Notes
from course on Diplomatic Practice (Prof. Frank Owarish)
1. States
conduct consular relations in addition to diplomatic relations in similar
reciprocal basis (sending and receiving). A consul is an official agent
from a sending state to reside in a receiving state to assist and see
to the general protection of its nationals there.
2. Consuls exercise their powers in a district defined in an
exequatur issued by the appropriate authority of the receiving state.
Consuls encourage the development of economic/commercial, cultural and
scientific relations between the two states and report on conditions
in their districts. They also issue passports and visas, act as notaries
and civil registrars and the temporary administrators of estates, transmit
judicial and other official documents, assure nondiscriminatory treatment
of their nationals in local judicial, police and penal institutions
and arrange their repatriation as needed; they control and assist their
nation's vessels and aircrafts and their crews; and see to it that treaties
and agreements are respected by the local authorities.

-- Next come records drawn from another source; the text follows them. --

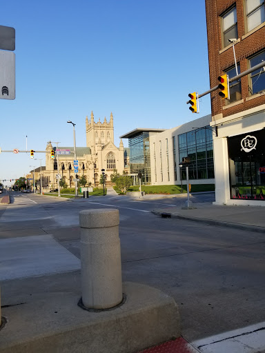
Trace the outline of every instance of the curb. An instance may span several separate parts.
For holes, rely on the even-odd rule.
[[[230,222],[224,222],[222,221],[216,221],[215,219],[208,219],[205,218],[191,218],[188,216],[183,216],[181,214],[174,214],[170,212],[161,212],[157,211],[151,211],[152,213],[157,216],[161,216],[164,218],[176,218],[178,219],[184,219],[186,221],[192,221],[193,222],[203,223],[210,225],[220,225],[222,227],[227,227],[230,228],[241,229],[243,230],[249,230],[251,232],[257,232],[259,233],[265,233],[265,228],[258,227],[257,225],[248,225],[247,224],[233,223]]]

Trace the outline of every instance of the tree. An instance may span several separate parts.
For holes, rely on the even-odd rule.
[[[86,186],[86,184],[88,183],[88,181],[86,179],[86,175],[82,175],[81,177],[79,179],[79,184],[82,186]]]
[[[132,185],[132,177],[124,174],[119,176],[116,181],[116,185],[118,189],[123,192],[126,192],[128,189]]]

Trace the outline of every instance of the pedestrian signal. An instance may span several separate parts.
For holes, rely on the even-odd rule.
[[[218,88],[221,90],[219,95],[222,99],[230,99],[228,75],[225,74],[222,76],[219,76],[217,79],[220,82],[218,85]]]
[[[197,110],[197,98],[196,98],[196,92],[193,93],[190,93],[188,97],[190,99],[188,101],[188,103],[191,104],[191,106],[188,108],[190,110],[193,112],[193,113],[199,112]]]

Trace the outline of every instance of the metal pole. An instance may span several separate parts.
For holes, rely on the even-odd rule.
[[[35,166],[34,165],[33,169],[33,189],[34,193],[36,194],[36,187],[35,187]]]
[[[102,172],[103,175],[103,196],[105,196],[105,175],[104,172]]]
[[[181,182],[181,194],[183,194],[183,188],[182,188],[182,167],[180,167],[180,181]]]
[[[188,187],[188,164],[186,165],[186,178],[187,178],[187,194],[188,194],[188,207],[189,206],[190,203],[190,188]]]
[[[74,127],[74,152],[75,152],[75,161],[77,160],[77,146],[75,145],[75,125],[72,124],[72,126]],[[74,168],[74,175],[75,175],[75,168]],[[77,178],[75,178],[76,179]],[[77,192],[77,181],[76,180],[75,181],[75,197],[78,197],[78,192]]]
[[[41,174],[41,194],[42,195],[42,174]]]
[[[56,151],[57,151],[58,143],[59,143],[59,142],[52,142],[52,143],[56,143]],[[60,174],[60,167],[59,167],[59,154],[58,154],[57,152],[56,152],[56,154],[57,154],[57,174]],[[61,197],[61,195],[60,195],[60,179],[59,177],[58,177],[58,197]]]
[[[233,41],[233,51],[234,52],[234,58],[235,58],[235,71],[237,72],[237,76],[238,75],[238,71],[237,71],[237,59],[235,58],[235,45],[234,41]]]

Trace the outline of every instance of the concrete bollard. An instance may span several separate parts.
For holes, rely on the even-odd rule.
[[[119,211],[101,208],[79,212],[83,305],[108,309],[123,299]]]

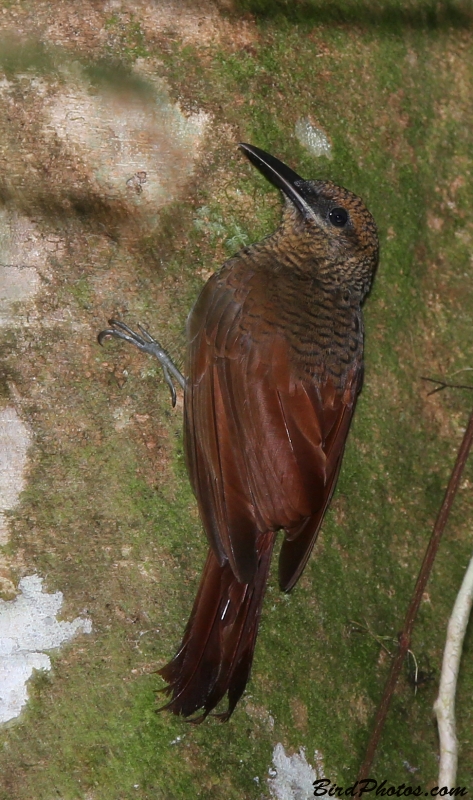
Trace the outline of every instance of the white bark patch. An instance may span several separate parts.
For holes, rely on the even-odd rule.
[[[301,145],[313,156],[332,158],[332,145],[327,134],[321,128],[317,128],[308,117],[297,120],[295,134]]]
[[[18,503],[31,434],[11,406],[0,408],[0,545],[8,541],[5,512]]]
[[[208,119],[204,112],[184,116],[164,87],[145,99],[92,93],[86,83],[71,84],[44,112],[45,135],[79,159],[99,194],[153,214],[191,174]]]
[[[308,800],[314,796],[314,781],[324,778],[322,756],[315,751],[316,767],[311,766],[301,747],[298,753],[286,755],[282,744],[273,750],[274,768],[270,768],[269,791],[276,800]]]
[[[51,669],[45,650],[92,630],[89,619],[59,622],[62,592],[46,594],[42,582],[37,575],[29,575],[20,581],[21,594],[15,600],[0,600],[0,722],[20,714],[33,670]]]

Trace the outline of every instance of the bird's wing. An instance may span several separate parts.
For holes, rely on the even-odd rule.
[[[210,543],[243,583],[257,531],[284,528],[283,588],[302,572],[330,500],[360,385],[295,376],[277,327],[253,325],[249,287],[211,279],[189,320],[185,441]],[[250,308],[250,311],[249,311]]]

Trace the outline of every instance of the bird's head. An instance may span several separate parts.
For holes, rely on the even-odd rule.
[[[249,144],[241,149],[285,195],[282,230],[294,234],[294,247],[317,264],[329,285],[364,295],[378,264],[376,223],[363,201],[331,181],[306,181],[282,161]]]

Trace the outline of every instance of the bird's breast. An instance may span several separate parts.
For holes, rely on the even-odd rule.
[[[287,343],[296,378],[345,376],[362,362],[360,304],[338,287],[327,289],[307,276],[258,274],[246,284],[241,327],[256,346],[274,336]]]

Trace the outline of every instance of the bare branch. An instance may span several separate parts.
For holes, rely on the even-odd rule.
[[[455,725],[455,692],[471,606],[473,603],[473,557],[458,592],[448,622],[447,642],[443,654],[439,694],[434,703],[440,738],[439,786],[455,785],[458,761],[458,740]]]

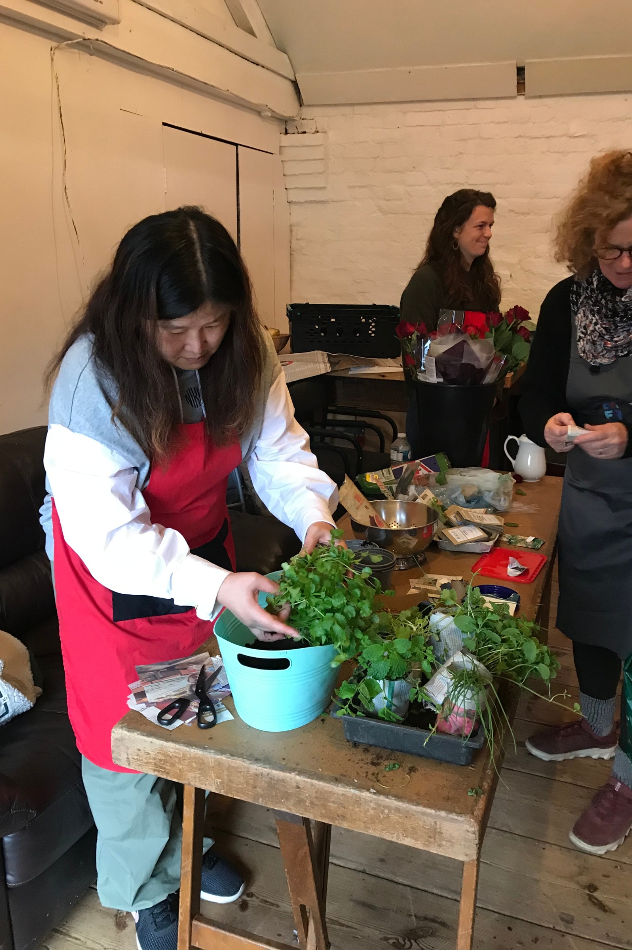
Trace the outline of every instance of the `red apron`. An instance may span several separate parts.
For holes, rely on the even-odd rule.
[[[152,522],[179,531],[194,553],[234,570],[226,488],[241,462],[239,445],[215,447],[203,422],[181,426],[179,437],[178,450],[166,468],[152,467],[142,493]],[[54,500],[52,518],[57,613],[77,746],[102,769],[132,771],[112,761],[111,733],[127,712],[136,665],[189,656],[212,635],[213,623],[173,600],[103,587],[66,544]]]

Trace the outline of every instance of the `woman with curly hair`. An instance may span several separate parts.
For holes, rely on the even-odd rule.
[[[570,840],[613,851],[632,828],[632,758],[616,694],[632,654],[632,152],[590,163],[557,230],[572,276],[547,294],[520,412],[540,446],[567,452],[559,525],[557,626],[573,643],[582,718],[531,736],[546,761],[614,758]],[[586,431],[577,438],[571,427]]]
[[[498,310],[500,280],[490,259],[496,201],[489,191],[461,188],[435,216],[426,251],[401,294],[401,319],[435,330],[439,311]]]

3. Consuls are of four ranks: consul general, consul, vice consul
and consular agent. A consulate established in a country where there
is an embassy is subordinate to the ambassador or charge d'affaires.
The consul general is the head of a consulate or the chief of a consular
section in an embassy.
4. Sometimes, some states used the nationals of a receiving state
to perform some consular functions; an honorary consul is a host-country
national appointed by a foreign state to perform limited consular functions
in a locality where the appointing state has no other consular representation;
a national of a host state could also be appointed to perform consular
work for a state where it does not maintain a regular consulate. These
limited consular functions could also be delegated to the consulate
of a friendly country of the sending state.
5. See the Vienna Convention on Consular Relations.